Sylvester McCoy
(this image appears for illustrative purposes only and no attempt is made to supersede any copyright attributed to it)
Percy James Patrick Kent-Smith
Born: Friday 20th August 1943 (age: 81)Sylvester McCoy was in Dunoon, Scotland on the Cowal peninsula, to an Irish mother and English father.
His father was killed in the Second World War a couple of months before he was born, and he was brought up by his mother, his grandmother and aunts.
McCoy joined Blair's College, a seminary in Aberdeen, and between the ages of twelve and sixteen trained to be a priest.
On finishing his education moved to London, working in the City for an insurance company. He stayed in this job until he was twenty-four before deciding that it wasn't really for him.
While working in The Roundhouse theatre box office he was discovered by Ken Campbell who offered him a role as part of The Ken Campbell Roadshow. His best known act was as a stuntman character called "Sylveste McCoy" in a play entitled An Evening with Sylveste McCoy where his stunts included putting a fork and nails up his nose and stuffing ferrets down his trousers, and setting his head on fire.
Notable television appearances before he gained the role of the Doctor included roles in Vision On (where he played Pepe/Epep, a character who lived in the mirror), an O-Man in Jigsaw and Tiswas. He also appeared in Eureka, often suffering from the inventions of Wilf Lunn.
McCoy also portrayed, in one-man shows on the stage, two famous movie comedians: Stan Laurel and Buster Keaton. He also appeared as Henry "Birdie" Bowers in the 1985 television serial about Robert Falcon Scott's last Antarctic expedition, The Last Place on Earth.
While starring at the National Theatre in "The Pied Piper", a musical play written especially for him, he learned that the BBC was looking for a new Doctor, following the departure of Colin Baker from the series.
McCoy became the Seventh Doctor in 1987, cast by producer John Nathan Turner, and remaining on the series until it was cancelled in 1989. He resumed the role in 1996 for the TV movie.
McCoy's television roles since Doctor Who have included Michael Sams in the 1997 telemovie Beyond Fear, shown on the first night of broadcast of Five. He has also returned to play the Seventh Doctor in a series of audio plays by Big Finish Productions.He has acted extensively in theatre.

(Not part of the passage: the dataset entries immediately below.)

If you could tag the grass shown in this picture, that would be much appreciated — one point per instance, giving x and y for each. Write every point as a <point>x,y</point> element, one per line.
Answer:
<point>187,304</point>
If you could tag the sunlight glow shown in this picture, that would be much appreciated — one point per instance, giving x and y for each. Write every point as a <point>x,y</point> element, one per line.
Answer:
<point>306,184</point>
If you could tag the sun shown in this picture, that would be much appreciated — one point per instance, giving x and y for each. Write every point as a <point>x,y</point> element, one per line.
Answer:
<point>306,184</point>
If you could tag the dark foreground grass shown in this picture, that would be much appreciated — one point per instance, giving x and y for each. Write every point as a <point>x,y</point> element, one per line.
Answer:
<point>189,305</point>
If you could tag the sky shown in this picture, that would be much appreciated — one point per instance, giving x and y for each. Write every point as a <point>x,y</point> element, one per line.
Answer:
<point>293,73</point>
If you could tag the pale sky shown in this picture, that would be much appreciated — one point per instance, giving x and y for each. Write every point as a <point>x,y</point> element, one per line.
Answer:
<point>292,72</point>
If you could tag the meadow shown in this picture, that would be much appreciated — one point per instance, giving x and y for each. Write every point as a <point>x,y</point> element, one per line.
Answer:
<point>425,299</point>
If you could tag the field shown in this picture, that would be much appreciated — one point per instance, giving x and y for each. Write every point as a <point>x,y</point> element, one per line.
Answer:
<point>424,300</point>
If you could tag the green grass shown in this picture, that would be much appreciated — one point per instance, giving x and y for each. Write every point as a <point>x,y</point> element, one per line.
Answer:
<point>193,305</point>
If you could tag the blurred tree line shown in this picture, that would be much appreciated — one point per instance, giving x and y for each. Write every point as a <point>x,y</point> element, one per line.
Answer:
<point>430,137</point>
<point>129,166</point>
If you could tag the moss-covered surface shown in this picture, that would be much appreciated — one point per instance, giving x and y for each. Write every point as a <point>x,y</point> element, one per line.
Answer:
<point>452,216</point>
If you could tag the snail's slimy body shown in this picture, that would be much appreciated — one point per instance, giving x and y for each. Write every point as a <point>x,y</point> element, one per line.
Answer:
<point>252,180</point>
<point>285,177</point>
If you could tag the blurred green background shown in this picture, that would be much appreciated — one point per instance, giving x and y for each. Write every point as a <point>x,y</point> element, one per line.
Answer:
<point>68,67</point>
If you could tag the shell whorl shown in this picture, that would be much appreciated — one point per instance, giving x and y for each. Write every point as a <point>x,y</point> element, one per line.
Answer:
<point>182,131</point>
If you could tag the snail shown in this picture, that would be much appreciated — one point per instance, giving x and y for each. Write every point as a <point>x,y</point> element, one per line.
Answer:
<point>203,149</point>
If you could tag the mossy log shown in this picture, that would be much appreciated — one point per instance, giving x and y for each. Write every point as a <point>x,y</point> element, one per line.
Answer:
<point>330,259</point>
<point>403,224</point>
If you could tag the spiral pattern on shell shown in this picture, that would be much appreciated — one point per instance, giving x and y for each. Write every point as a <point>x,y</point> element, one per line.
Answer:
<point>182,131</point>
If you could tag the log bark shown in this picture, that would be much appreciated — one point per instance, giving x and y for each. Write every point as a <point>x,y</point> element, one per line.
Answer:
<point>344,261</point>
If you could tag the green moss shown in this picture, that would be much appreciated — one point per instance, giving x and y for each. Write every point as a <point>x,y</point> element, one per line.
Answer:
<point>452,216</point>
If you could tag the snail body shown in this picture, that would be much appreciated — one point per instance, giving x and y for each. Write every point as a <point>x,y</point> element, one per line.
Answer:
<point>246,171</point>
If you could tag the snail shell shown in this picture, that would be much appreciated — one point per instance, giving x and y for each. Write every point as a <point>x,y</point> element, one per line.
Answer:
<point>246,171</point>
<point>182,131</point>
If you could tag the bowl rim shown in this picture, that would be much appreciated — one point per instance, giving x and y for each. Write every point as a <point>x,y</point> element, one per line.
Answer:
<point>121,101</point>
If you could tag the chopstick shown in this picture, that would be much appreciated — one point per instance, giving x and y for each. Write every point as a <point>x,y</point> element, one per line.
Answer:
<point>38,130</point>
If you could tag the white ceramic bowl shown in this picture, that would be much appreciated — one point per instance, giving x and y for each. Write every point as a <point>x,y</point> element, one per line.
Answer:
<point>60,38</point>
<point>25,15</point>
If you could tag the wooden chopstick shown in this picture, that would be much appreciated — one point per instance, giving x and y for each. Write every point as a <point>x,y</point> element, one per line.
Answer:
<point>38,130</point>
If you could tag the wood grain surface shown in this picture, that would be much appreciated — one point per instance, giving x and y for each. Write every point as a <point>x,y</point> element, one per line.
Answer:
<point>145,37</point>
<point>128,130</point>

He played Grandpa Jock in John McGrath's A Satire of the Four Estaites (1996) at the Edinburgh Festival. He played the role of Snuff in the macabre BBC Radio 4 comedy series The Cabaret of Dr Caligari. He appeared as the Sheriff of Nottingham in a musical version of Robin Hood that featured songs by British composer and lyricist Laurence Mark Wythe at the Broadway Theater, Lewisham in London He also appeared as the lawyer Dowling in a BBC Production of Henry Fielding's novel, The History of Tom Jones, A Foundling. McCoy has appeared with the Royal Shakespeare Company in The Lion, the Witch, and the Wardrobe and in King Lear in 2007, playing the Fool to Ian McKellen's Lear.
In May 2008 he performed with the Carl Rosa Company in a production of Gilbert and Sullivan's The Mikado, playing the title role. He has made guest appearances in the television series The Bill, Rab C. Nesbitt Casualty. and the BBC soap opera Doctors, playing an actor who once played the time-travelling hero of a children's television series called The Amazing Lollipop Man. The role was written as a tribute to McCoy.
McCoy plays Radagast the Brown in the Peter Jackson Hobbit films.